Parsing realistic code bases with Frama-C

André Maroneze - 6th Jul 2018

A recurring subject when using Frama-C, especially intriguing for newcomers, is how to reach the stage where parsing of a realistic code base (as in, one that uses external libraries and compiles to different architectures) succeeds. This post will show a bit of the depth involved in the subject, presenting frequently encountered issues, and discussing some possible solutions, with varying trade-offs between short-term and long-term viability.

Frama-C parsing and external libraries

Most C software is non-portable, at least in the POSIX sense: usage of Linux-, BSD- or glibc-specific libraries is present in the majority of C code bases. This is not a huge issue for compilers, since they only need to know which symbols exist. The library code itself is responsible for its behavior.

Frama-C, however, in order to perform analyses without having access to the source code of external libraries, requires extra information, typically ACSL function contracts. Extremely simple contracts can be generated automatically (as in, “returns any possible value”), but as soon as there is mutable global state, or pointers being passed to/returned from a function, automatic generation tends to fail.

The usual process of writing a specification consists in:

  1. Reading the English documentation about the function (e.g. its man page, preferably from POSIX, if availale);
  2. Writing requires/assigns/ensures clauses;
  3. Testing and refining the specification to improve how plug-ins handle it.

Even when a function is not in POSIX, there is usually a man page (e.g. from the Linux Programmer’s Manual) with an English specification of the function, which may also serve as reference for the ACSL contract.

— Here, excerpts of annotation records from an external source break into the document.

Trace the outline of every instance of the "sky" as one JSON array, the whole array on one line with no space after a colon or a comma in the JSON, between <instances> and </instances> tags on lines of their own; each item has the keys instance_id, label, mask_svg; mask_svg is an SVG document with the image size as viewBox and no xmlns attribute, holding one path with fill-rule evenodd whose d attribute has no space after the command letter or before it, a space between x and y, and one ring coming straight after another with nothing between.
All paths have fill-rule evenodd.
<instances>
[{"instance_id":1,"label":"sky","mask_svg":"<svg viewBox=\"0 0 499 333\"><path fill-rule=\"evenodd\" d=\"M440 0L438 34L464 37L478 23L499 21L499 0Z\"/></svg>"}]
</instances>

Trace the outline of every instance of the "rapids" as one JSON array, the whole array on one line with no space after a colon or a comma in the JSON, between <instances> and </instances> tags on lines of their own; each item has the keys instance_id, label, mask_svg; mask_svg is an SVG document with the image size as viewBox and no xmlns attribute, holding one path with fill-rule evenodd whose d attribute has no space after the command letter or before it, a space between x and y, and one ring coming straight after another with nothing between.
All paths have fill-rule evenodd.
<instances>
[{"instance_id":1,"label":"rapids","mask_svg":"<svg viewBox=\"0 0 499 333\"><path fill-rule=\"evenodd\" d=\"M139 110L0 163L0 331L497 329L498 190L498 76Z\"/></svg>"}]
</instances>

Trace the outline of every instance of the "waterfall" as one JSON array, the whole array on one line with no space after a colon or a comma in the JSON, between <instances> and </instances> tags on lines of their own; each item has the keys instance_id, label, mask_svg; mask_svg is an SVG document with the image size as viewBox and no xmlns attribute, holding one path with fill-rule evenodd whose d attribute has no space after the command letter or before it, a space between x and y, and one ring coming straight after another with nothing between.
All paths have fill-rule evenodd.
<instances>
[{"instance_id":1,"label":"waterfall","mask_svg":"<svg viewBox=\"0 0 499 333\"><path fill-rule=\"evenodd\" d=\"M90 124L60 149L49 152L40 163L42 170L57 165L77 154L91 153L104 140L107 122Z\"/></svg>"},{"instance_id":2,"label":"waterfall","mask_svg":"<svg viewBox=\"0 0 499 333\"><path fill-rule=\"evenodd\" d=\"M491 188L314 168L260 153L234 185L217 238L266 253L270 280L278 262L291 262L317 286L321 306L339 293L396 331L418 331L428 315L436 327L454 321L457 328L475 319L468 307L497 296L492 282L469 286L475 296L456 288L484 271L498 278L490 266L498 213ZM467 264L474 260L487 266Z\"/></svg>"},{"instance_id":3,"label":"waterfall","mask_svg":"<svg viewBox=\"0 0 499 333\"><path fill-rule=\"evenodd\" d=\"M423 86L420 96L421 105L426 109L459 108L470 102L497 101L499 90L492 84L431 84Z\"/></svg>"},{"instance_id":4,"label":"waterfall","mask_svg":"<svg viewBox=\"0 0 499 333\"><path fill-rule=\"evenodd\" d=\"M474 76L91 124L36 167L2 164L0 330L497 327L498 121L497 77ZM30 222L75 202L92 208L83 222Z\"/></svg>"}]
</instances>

Due to the sheer amount of existing C libraries, having specifications for all of them is currently infeasible. In order of priority, Frama-C’s libc includes specifications from (1) functions in the C standard; (2) POSIX functions; (3) non-POSIX functions (GNU, BSD, etc).

After parsing each source file separately, Frama-C performs a linking step in which function declarations and type definitions are merged if they appear in several files. For instance, if two files both include stdlib.h, there will be two prototypes for malloc(), both referring to the same function. However, two files defining a static function with the same name will lead to two different functions: one of them will be renamed, e.g. with a trailing _1.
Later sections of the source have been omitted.